Stairs are made up of treads, which are the part you step on, and risers which are the vertical kick plates and stringers which are the saw-tooth pieces of wood that support the stairs from the sides and from underneath.
Since there are so many pieces of wood used to construct stairs it is inevitable that they will squeak at some point. Age tends to loosen the joints in stairs as the wood continues to dry and with the continual use that flex and strain the individual components. This causes the treads to rub against the risers and stringers and work against the nails and screws that hold it all together. In addition to being walked on, the seasonal contraction and expansion of the wood due to varying humidity levels adds to the loosening of the joints. Stairs that were constructed with glue as well as with nails and screws are less prone to squeaking, but wear and time do tend to take their toll. In older homes stairs may have been constructed on site and may not have been glued at all.
Locating a Squeak
Most of the time problem is relatively simply to fix. The noise doesn't mean your stairs are about to collapse, they just need a little tune up.
If you have access to your stairs from below, you can fasten wood blocks or brackets from underneath. These repairs are good since they are invisible, but not every set of stairs is accessible from the underside and tightening them on the top should solve the problem.
You will need to identify exactly where the squeak is coming from. Most likely, either the tread is knocking or rubbing against the riser board, the tread has come loose from one or more of its stringers, or both may be occurring. Begin by testing each step that squeaks and repair it individually by refastening the tread to the riser or stringer where the squeak occurs.
If a stair squeaks when you step anywhere along the front of the tread you can typically correct the problem by nailing the tread to its riser where they come together. If the stair squeaks in another place, such as along the back or to one side or the other, you will need to secure it to the stringers. Most stairs have three stringers, one on each side and at least one running down the middle. Wider stairs may have more than three stringers. Each of the stringers is a 1 ½ to 2 inches thick.
Repairing a Squeak
Since repairing a squeak involving stringers is slightly more complicated, the steps for this type of repair will be given in more detail.
You should be able to tell where the stringers are by the position of the existing fasteners, or by looking underneath if you happen to have access to the underside of the stairs. If you are unable to tell by these methods, you can try tapping the treads lightly with a hammer and listen for a thud instead of a more hollow sound.

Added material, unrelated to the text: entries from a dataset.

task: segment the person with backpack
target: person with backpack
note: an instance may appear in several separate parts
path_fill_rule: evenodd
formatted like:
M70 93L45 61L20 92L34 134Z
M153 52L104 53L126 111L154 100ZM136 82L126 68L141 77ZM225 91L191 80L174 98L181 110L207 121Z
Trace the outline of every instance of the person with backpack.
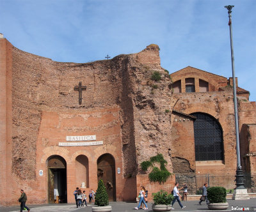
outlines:
M27 195L22 189L20 190L20 197L19 198L19 202L20 202L20 212L22 212L24 209L27 209L28 212L30 211L30 209L26 205L27 201Z
M181 209L184 209L186 208L186 206L183 206L182 204L180 202L180 193L179 192L178 187L179 187L179 183L175 183L175 186L174 186L174 188L173 188L173 197L174 197L174 199L172 201L172 204L171 204L172 209L174 209L174 208L172 206L173 206L173 204L174 204L174 202L175 202L176 201L177 201L177 202L178 202L179 204L180 205Z
M77 192L78 192L78 190L79 189L79 188L76 187L76 189L75 190L75 191L74 192L73 194L75 196L75 200L76 200L76 208L78 208L78 202L77 202Z
M207 199L207 188L208 188L207 183L204 183L203 186L203 193L202 194L202 197L200 199L200 201L198 202L199 204L201 204L201 202L205 201L206 201L206 204L209 204L209 201Z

Start on one end where you know there is a stringer to pick up the change in pitch. Once you’ve found the location of the stringers and the one that needs repairing you can begin your repairs. It is best if you can have someone help you with this repair and you’ll want to have your helper stand on the stair with one foot on either side of the stringer to help press the thread to the stringer. Carefully drill two pilot holes into the tread at opposite 45-degree angles. You don't need to drill all the way into the stringer below. Use 8- or 10-penny finish nails for this repair and the holes should be slightly smaller than the diameter of the nails. You then drive the nails through your holes into the stringer, setting them a little bit below the surface of the tread. You can then cover the holes with some wood putty. If you can find ring-shank or glue-coated nails, these may hole better than smooth finish nails, but the purpose of nailing them in at opposite 45-degree angles is to lock them into place.
A nail driven straight down will work itself loose over a period of time with the movement and bounce in the stairs.
Carpeting needs to be removed before you can fix the stairs. If the stairs are fully carpeted you may want to screw your riser boards into the stringers to tighten everything up. Typically carpeted stairs are constructed out of pine and are not meant to be left exposed. More elaborate stairs will have pine or poplar stringers and risers and oak for the treads. The best way to do this is to drill a hole into the top of the tread with a countersinking bit. This bit has the profile of a wood screw. You can then use 1 ½ to 2 inch screws to secure the riser to the tread and then use a plug or wood putty to fill the holes. You can also add a few drops of wood glue into the hole before the screw.
Screwing a Tread and Plugging the hole
For repairing a squeak along the front edge of the tread you should drill a pilot hole about three-quarters of the way through the tread and then nail the tread into the riser with 8-penny finish nails.
A less common source of squeaks are loose moldings on the underside of the tread nosing. Typically cove molding is installed under the tread to cover the gap between the riser and tread. Small finish nails may be rubbing against the riser and tread making a high-pitched squeak. Remove the molding with a small flat bar and reinstall it with 4-penny nails in different locations. If you can see the nail causing the noise, you may be able to repair it with a pair of needle-nose pliers or pry off the trim slightly and pull out the nail.
A silent set of stairs is a must for any home and with these simple repairs you can achieve this goal on your own.